The debates, hosted by NBC News, may also elevate a push for the President’s impeachment by grass roots Democrats and embraced by some candidates. They will also go ahead as accounts emerge of horrible conditions in government camps holding undocumented child migrants that will focus attention on the President’s leadership and hardline immigration policies.
This week’s clashes will serve as opening skirmishes for CNN debates in Detroit at the end of next month, which will pave the way for the traditional opening of fall campaigning after Labor Day.
We’re going to need a bigger stage
So large is the Democratic field — testimony to perceptions that Trump is vulnerable and the lack of a presidential heir apparent in the party — that the debates will take place over two nights.
In the first batch of 10 candidates, Warren will be the most prominent contender, alongside other well known candidates including Texas Rep. Beto O’Rourke, Booker, Minnesota Sen. Amy Klobuchar and New York Mayor Bill de Blasio.
Big hitters on Thursday’s card include Biden, Sanders, South Bend, Indiana, Mayor Pete Buttigieg, Harris and New York Sen. Kirsten Gillibrand.
And some candidates didn’t make the Democratic Party’s stringent fundraising and polling requirements to get a spot — for instance Montana Gov. Steve Bullock. To give all the contenders an equal chance, the Democratic Party wanted to avoid the spectacle of the Republican presidential debates in 2016 which featured a top tier group of candidates and an undercard debate.
Bullock got into the race late, but most Democrats have been on the road for months, courting activists in early voting Iowa and New Hampshire and South Carolina.
This far from the first nominating contest — the Iowa caucuses in February — polls only offer a snapshot in time.

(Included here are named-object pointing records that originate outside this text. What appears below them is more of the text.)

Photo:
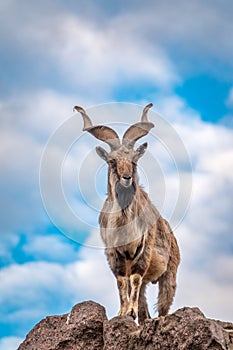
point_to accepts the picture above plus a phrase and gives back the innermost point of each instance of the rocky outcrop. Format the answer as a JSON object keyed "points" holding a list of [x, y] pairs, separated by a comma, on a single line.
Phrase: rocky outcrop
{"points": [[87, 327]]}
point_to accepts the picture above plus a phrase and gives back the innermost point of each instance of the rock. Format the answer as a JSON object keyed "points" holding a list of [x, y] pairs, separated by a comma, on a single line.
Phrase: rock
{"points": [[82, 329], [87, 327]]}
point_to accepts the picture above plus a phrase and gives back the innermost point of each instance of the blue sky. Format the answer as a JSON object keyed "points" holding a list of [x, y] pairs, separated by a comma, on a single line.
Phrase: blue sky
{"points": [[55, 55]]}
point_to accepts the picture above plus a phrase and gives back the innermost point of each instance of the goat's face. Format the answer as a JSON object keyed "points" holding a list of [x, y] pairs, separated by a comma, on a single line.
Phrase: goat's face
{"points": [[122, 159], [122, 163]]}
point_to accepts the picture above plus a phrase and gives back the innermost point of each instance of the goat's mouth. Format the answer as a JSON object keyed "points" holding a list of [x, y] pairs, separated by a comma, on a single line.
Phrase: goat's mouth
{"points": [[126, 180], [125, 194]]}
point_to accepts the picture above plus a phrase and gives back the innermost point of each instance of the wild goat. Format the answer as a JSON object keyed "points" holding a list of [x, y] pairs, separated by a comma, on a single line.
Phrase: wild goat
{"points": [[140, 245]]}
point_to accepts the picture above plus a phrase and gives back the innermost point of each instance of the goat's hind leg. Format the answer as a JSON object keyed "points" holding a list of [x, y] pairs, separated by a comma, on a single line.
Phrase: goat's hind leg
{"points": [[143, 311]]}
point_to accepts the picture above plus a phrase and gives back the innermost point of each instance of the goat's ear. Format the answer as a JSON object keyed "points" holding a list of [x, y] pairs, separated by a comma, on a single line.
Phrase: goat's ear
{"points": [[102, 153], [140, 151]]}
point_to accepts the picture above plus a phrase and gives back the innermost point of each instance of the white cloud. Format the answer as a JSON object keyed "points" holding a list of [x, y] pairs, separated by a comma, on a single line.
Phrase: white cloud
{"points": [[51, 248], [10, 343]]}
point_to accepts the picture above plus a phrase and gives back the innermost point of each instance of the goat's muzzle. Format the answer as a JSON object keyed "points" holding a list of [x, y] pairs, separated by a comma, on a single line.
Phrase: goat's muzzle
{"points": [[126, 180]]}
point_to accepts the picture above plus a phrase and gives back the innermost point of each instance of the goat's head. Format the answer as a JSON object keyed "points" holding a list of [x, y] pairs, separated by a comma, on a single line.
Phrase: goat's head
{"points": [[122, 159]]}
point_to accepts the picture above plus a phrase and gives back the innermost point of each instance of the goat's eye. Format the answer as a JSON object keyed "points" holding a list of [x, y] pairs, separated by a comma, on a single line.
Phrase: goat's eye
{"points": [[112, 161]]}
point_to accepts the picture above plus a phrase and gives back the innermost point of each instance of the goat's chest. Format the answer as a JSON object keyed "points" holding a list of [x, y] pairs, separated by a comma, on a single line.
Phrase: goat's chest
{"points": [[122, 233]]}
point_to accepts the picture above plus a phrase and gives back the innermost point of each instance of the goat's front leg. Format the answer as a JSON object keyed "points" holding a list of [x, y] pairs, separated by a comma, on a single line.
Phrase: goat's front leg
{"points": [[135, 284], [122, 284], [138, 271]]}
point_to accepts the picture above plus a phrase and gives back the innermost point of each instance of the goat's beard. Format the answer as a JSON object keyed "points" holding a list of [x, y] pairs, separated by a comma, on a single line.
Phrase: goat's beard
{"points": [[125, 194]]}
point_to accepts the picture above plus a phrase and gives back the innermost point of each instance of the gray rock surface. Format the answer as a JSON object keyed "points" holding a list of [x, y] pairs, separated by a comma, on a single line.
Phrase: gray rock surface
{"points": [[87, 327]]}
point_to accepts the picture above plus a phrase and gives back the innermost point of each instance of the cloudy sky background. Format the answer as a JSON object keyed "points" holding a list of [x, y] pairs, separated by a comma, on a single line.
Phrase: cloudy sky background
{"points": [[55, 55]]}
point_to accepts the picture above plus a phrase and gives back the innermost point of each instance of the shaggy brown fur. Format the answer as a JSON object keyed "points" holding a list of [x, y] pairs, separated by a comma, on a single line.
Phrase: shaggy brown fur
{"points": [[140, 245]]}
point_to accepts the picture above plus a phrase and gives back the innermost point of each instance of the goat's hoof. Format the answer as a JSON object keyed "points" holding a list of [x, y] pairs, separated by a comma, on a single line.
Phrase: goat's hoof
{"points": [[132, 314]]}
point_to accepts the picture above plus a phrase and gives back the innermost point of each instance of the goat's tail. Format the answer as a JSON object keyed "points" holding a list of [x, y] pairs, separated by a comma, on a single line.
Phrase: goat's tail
{"points": [[167, 282]]}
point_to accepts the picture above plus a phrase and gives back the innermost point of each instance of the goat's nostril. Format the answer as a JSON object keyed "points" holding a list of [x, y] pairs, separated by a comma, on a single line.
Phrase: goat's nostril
{"points": [[126, 177]]}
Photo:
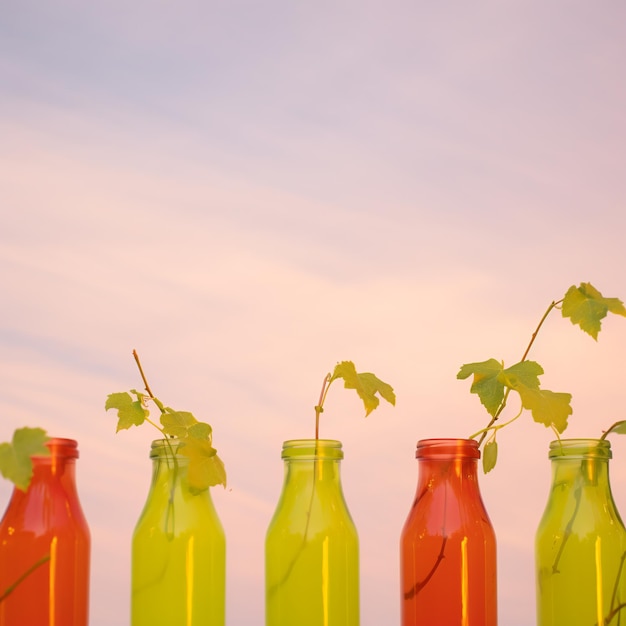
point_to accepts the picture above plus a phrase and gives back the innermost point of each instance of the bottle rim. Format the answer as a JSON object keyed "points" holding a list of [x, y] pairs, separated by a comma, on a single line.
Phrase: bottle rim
{"points": [[580, 449], [59, 447], [447, 448], [311, 449]]}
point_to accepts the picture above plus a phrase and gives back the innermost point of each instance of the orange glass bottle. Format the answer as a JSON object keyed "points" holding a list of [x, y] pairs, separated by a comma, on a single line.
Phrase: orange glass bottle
{"points": [[45, 546], [448, 546]]}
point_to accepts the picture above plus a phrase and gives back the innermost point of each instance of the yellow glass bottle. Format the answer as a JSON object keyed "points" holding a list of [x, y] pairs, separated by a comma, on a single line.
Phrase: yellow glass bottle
{"points": [[580, 546], [312, 547], [178, 550]]}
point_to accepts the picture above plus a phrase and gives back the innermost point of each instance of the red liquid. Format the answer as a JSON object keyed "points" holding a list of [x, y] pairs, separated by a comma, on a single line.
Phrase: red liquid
{"points": [[45, 547], [448, 546]]}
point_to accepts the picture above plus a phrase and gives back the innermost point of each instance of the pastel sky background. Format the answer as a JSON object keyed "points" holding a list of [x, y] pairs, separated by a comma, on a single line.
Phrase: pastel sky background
{"points": [[249, 192]]}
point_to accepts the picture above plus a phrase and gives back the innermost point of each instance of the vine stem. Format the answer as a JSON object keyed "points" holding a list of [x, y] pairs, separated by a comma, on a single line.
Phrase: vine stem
{"points": [[168, 520], [319, 407], [494, 419], [149, 392]]}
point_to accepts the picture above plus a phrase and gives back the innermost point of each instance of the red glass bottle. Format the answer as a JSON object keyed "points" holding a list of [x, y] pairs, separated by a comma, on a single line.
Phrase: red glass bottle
{"points": [[45, 546], [448, 546]]}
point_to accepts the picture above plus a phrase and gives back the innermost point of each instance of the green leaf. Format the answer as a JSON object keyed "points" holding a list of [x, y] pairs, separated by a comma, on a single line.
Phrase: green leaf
{"points": [[486, 382], [200, 430], [490, 455], [177, 423], [586, 306], [205, 467], [15, 457], [522, 374], [547, 407], [367, 385], [130, 412]]}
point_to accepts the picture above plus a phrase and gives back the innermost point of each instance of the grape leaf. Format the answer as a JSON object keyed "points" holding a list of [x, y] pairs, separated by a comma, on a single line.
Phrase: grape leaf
{"points": [[177, 423], [486, 383], [522, 374], [490, 379], [367, 385], [586, 306], [490, 455], [547, 407], [15, 457], [200, 430], [130, 412], [205, 467]]}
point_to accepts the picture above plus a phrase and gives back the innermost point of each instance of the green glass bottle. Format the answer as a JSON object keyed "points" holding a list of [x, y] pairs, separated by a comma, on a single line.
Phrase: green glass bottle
{"points": [[580, 546], [312, 547], [178, 550]]}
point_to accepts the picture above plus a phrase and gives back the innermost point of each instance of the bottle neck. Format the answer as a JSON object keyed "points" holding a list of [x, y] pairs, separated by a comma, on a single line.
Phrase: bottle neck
{"points": [[447, 460], [580, 462], [58, 466], [312, 461]]}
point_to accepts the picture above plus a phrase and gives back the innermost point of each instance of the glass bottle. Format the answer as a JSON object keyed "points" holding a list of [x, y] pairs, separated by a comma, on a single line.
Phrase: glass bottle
{"points": [[178, 572], [311, 546], [580, 545], [448, 546], [45, 546]]}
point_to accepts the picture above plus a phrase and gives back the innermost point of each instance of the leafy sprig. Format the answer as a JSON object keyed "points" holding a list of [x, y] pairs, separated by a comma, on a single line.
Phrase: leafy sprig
{"points": [[585, 307], [16, 463], [191, 437], [366, 384]]}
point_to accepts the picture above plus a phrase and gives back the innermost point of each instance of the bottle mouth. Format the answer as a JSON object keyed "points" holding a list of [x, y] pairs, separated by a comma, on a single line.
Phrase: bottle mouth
{"points": [[60, 447], [447, 449], [580, 449], [311, 449], [164, 448]]}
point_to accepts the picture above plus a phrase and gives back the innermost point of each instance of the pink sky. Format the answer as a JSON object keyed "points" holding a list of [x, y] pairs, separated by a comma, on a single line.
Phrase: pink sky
{"points": [[249, 193]]}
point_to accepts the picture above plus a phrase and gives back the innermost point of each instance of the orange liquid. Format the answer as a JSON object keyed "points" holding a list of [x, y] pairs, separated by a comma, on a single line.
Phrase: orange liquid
{"points": [[45, 547], [448, 546]]}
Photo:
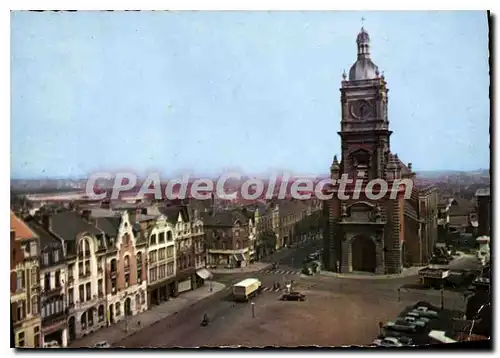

But Biden, benefiting from his years in the public eye and his association with the still-popular Obama is the front-runner. He opened his campaign by warning that if Trump wins a second term it would mean he would “forever and fundamentally alter the character of this nation.”
But in recent weeks, the former vice president has appeared more vulnerable after making several comments — including one about once working with segregationist senators — that revived doubts over whether he is philosophically in tune with the younger more progressive sectors of the party.
He will be keen to show he still has his fastball on Thursday night and sufficient energy to confound Trump’s nickname for him — “Sleepy.”
The elephant who won’t be in the room
Trump is not waiting for an opponent. He’s been pounding the campaign trail for months.
The President is positioning himself for what is certain to become one of the most negative general election clashes in recent decades and seizing on what he sees as early vulnerabilities of his potential opponents in a campaign in which he would begin as a heavy underdog, were it not for his habit of obliterating conventional wisdom and political logic.
Many presidents ignore nominating marathons on the other side of the aisle to avoid elevating potential opponents and appear as devoted to the less frivolous business of government.
Not Trump. The President filed for reelection on the same day he took office and set the tone for a toxic 2020 general election campaign with his formal reelection launch rally last week.
He will be airborne when the first debate begins at 9 p.m. ET on Wednesday — heading to the year’s most important summit of world leaders in Japan.
But that’s unlikely to stop him inserting himself into the Democratic race for president — a tactic that will in itself test the candidates’ capacity to tackle a Machiavellian rival.
The televisions on Air Force One are certain to be tuned to the debate as Trump treks across the Pacific.
Among the iconic jet’s many hi-tech capabilities is an Internet link that lets the commander-in-chief tweet wherever he might be around the globe.